Die Landtagsgrünen haben ihren Abschlussbericht für den Parlamentarischen Untersuchungsausschuss (PUA) zum Asse-Skandal vorgestellt. Als „zentrale Konsequenzen“ werden die Rückholung des Atommülls, der beschleunigte Ausstieg aus der Atomenergie und ein grundlegender Neubeginn bei der Suche nach einer langfristig sicheren Lagerung von strahlenden Abfällen gefordert. „Mit teils kriminellen Machenschaften hat der atomindustrielle Komplex aus Wirtschaft, Wissenschaft und Politik die Sicherheit der Bevölkerung aufs Spiel gesetzt“, sagten der Fraktionsvorsitzende Stefan Wenzel und seine Stellvertreterin im Ausschuss Gabriele Heinen-Kljajic vor der Presse in Hannover. „Atomkraft ist eine Jahrtausend-Gefahr. Die Aufarbeitung des Asse-Desasters hat das atomkritische Bewusstsein in der deutschen Bevölkerung gestärkt.

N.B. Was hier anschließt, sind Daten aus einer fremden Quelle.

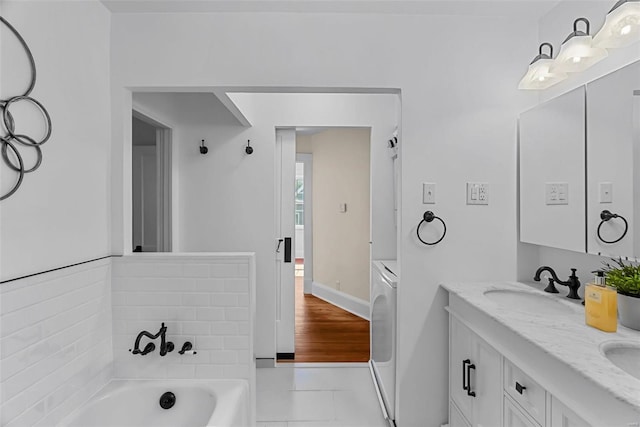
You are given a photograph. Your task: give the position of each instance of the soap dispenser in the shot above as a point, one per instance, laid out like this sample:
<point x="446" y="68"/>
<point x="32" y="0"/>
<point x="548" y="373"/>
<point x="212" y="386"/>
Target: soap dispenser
<point x="601" y="305"/>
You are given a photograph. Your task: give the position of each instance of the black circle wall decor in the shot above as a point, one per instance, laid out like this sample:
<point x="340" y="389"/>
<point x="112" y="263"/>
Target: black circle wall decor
<point x="10" y="153"/>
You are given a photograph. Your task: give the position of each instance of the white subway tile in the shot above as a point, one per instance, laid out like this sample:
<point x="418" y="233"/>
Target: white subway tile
<point x="12" y="407"/>
<point x="243" y="300"/>
<point x="210" y="285"/>
<point x="223" y="357"/>
<point x="41" y="350"/>
<point x="224" y="328"/>
<point x="196" y="328"/>
<point x="151" y="313"/>
<point x="125" y="313"/>
<point x="223" y="270"/>
<point x="181" y="313"/>
<point x="208" y="343"/>
<point x="29" y="417"/>
<point x="243" y="269"/>
<point x="201" y="357"/>
<point x="201" y="299"/>
<point x="236" y="313"/>
<point x="235" y="371"/>
<point x="32" y="314"/>
<point x="176" y="370"/>
<point x="196" y="270"/>
<point x="244" y="328"/>
<point x="20" y="340"/>
<point x="236" y="285"/>
<point x="236" y="343"/>
<point x="224" y="300"/>
<point x="146" y="269"/>
<point x="244" y="357"/>
<point x="211" y="313"/>
<point x="174" y="284"/>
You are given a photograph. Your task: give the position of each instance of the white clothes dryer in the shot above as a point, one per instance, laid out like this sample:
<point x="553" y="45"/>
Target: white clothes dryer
<point x="383" y="325"/>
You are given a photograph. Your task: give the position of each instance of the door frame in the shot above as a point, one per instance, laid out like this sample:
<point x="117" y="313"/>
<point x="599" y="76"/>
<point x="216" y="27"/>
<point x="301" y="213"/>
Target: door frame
<point x="164" y="147"/>
<point x="307" y="160"/>
<point x="285" y="164"/>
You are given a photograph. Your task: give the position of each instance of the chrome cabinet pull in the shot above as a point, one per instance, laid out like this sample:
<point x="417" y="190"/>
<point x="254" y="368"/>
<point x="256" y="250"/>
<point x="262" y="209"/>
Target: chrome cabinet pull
<point x="470" y="366"/>
<point x="464" y="374"/>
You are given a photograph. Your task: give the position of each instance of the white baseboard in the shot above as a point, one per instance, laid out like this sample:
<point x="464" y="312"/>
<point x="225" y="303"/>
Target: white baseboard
<point x="347" y="302"/>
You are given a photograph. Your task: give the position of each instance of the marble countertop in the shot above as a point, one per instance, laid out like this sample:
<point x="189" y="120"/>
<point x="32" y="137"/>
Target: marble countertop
<point x="564" y="336"/>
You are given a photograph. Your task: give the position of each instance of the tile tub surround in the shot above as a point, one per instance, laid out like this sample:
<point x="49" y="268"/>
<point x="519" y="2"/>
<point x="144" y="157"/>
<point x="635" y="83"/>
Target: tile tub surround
<point x="207" y="299"/>
<point x="55" y="342"/>
<point x="565" y="337"/>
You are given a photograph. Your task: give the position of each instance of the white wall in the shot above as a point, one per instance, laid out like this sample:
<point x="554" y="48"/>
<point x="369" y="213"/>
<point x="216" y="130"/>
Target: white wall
<point x="554" y="27"/>
<point x="55" y="343"/>
<point x="60" y="214"/>
<point x="459" y="109"/>
<point x="341" y="171"/>
<point x="244" y="221"/>
<point x="206" y="299"/>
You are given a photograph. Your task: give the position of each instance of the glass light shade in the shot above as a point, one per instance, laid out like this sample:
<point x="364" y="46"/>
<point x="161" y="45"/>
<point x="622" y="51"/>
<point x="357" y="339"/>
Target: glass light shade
<point x="621" y="26"/>
<point x="540" y="75"/>
<point x="577" y="54"/>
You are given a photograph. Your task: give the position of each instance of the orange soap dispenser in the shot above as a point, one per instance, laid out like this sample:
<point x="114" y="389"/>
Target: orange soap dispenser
<point x="601" y="305"/>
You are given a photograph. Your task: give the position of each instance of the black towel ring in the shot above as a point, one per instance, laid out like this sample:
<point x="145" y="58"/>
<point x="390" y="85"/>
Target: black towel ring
<point x="605" y="216"/>
<point x="429" y="216"/>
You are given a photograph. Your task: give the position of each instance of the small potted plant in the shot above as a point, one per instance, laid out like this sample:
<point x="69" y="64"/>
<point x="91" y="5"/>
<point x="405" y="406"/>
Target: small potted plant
<point x="625" y="278"/>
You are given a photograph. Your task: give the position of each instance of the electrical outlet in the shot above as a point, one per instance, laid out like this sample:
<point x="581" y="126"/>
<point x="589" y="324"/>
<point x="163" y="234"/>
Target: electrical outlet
<point x="428" y="193"/>
<point x="557" y="193"/>
<point x="477" y="193"/>
<point x="606" y="192"/>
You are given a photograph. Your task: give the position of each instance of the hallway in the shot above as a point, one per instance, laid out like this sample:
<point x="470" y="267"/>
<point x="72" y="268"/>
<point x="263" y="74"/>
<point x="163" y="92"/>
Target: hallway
<point x="326" y="333"/>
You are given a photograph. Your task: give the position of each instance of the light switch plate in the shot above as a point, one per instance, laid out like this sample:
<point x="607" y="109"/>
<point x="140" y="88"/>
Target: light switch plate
<point x="477" y="193"/>
<point x="428" y="193"/>
<point x="606" y="192"/>
<point x="556" y="193"/>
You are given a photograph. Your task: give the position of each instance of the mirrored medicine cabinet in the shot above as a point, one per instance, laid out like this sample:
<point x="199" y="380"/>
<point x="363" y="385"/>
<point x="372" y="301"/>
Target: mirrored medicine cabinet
<point x="580" y="168"/>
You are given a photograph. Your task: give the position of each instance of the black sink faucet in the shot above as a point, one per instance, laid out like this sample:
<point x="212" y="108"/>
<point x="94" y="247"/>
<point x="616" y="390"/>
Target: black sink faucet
<point x="165" y="346"/>
<point x="572" y="283"/>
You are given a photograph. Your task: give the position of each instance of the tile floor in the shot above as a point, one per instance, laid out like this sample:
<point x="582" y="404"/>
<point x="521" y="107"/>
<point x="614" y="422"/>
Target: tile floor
<point x="308" y="395"/>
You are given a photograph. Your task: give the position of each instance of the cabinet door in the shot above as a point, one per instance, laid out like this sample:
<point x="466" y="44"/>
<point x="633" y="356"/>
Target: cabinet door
<point x="459" y="351"/>
<point x="455" y="417"/>
<point x="562" y="416"/>
<point x="486" y="382"/>
<point x="513" y="417"/>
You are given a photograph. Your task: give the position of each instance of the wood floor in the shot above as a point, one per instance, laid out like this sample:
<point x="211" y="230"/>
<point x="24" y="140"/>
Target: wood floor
<point x="326" y="333"/>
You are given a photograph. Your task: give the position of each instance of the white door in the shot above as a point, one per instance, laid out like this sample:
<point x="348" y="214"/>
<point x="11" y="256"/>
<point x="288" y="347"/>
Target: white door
<point x="285" y="244"/>
<point x="145" y="198"/>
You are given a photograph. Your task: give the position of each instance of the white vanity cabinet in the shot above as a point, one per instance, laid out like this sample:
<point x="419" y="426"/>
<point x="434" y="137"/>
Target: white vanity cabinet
<point x="474" y="380"/>
<point x="498" y="375"/>
<point x="562" y="416"/>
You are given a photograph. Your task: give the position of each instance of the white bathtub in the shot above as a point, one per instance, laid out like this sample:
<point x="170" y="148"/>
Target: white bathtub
<point x="135" y="403"/>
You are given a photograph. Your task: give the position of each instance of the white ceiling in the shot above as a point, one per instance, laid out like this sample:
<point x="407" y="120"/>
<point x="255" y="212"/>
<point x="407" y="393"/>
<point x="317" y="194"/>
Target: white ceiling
<point x="530" y="8"/>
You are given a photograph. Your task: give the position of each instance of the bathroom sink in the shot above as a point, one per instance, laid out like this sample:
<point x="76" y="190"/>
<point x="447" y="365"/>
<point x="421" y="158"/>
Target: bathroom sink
<point x="625" y="355"/>
<point x="527" y="302"/>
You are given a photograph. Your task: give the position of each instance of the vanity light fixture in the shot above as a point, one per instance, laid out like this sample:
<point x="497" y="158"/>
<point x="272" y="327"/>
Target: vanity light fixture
<point x="577" y="52"/>
<point x="621" y="26"/>
<point x="540" y="74"/>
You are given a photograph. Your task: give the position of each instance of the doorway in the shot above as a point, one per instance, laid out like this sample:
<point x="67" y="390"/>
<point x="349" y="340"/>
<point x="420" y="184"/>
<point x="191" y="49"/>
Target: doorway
<point x="332" y="233"/>
<point x="151" y="185"/>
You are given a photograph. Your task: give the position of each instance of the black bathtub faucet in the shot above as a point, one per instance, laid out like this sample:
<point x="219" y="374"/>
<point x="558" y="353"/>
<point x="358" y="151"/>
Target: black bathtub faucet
<point x="165" y="346"/>
<point x="572" y="283"/>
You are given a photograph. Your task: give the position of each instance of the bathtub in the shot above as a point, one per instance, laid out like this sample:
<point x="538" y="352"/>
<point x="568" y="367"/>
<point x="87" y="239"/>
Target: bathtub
<point x="136" y="403"/>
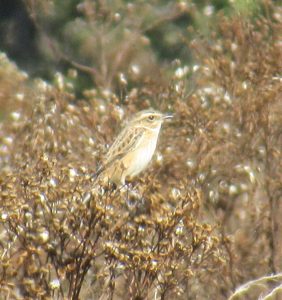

Die Asse muss zu einem Mahnmal gegen die Skrupellosigkeit der Atomlobby werden!“  


Als Ergebnis der dreijährigen Arbeit im Untersuchungsausschuss erläutern die Grünen auf rund 85 Seiten „detaillierte Fakten“, die von den Verantwortlichen über lange Zeit verschwiegen wurden:
Die Auswahl der Asse erfolgte unter bewusster Ausblendung der Risiken. - Schon vor Beginn der Nutzung gab es Laugenzuflüsse. - Die radioaktive Kontamination wurde über Jahre vertuscht. - Das strahlende Inventar ist größer als ausgewiesen. - Die Asse war der Prototyp für Gorleben und sollte die Tauglichkeit des Lagermediums Salz beweisen. - Wissenschaft und Forschung wurden als Alibi benutzt. - Die vom ehemaligen Umweltminister Sander angeordnete Verfüllung und Flutung von Teilen des Bergwerks war rechtswidrig.

„Viele haben weggeguckt und einige haben die Zustände mit viel Macht und Energie vertuscht“, heißt es in einer Erklärung der Grünen. Dabei handele es sich insbesondere um Akteure, die als „Diener zweier Herren“ abwechselnd für Ministerien und Atomindustrie gearbeitet hätten. Die langen Zeiträume und komplexe politische, fachliche und juristische Zuständigkeiten hätten jedoch fast alle Versuche einer juristischen Aufarbeitung vereitelt. Gleichwohl bleibe die politische und die moralische Verantwortung bestehen! Zwei Personen, die noch heute als Beamte und Wissenschaftler Verantwortung für die Rückholung aus der Asse bzw. für die Sicherheitsanalysen von Gorleben trügen, sollten daher von ihren Aufgaben entbunden werden. Das Landesbergamt müsse grundlegend reformiert werden.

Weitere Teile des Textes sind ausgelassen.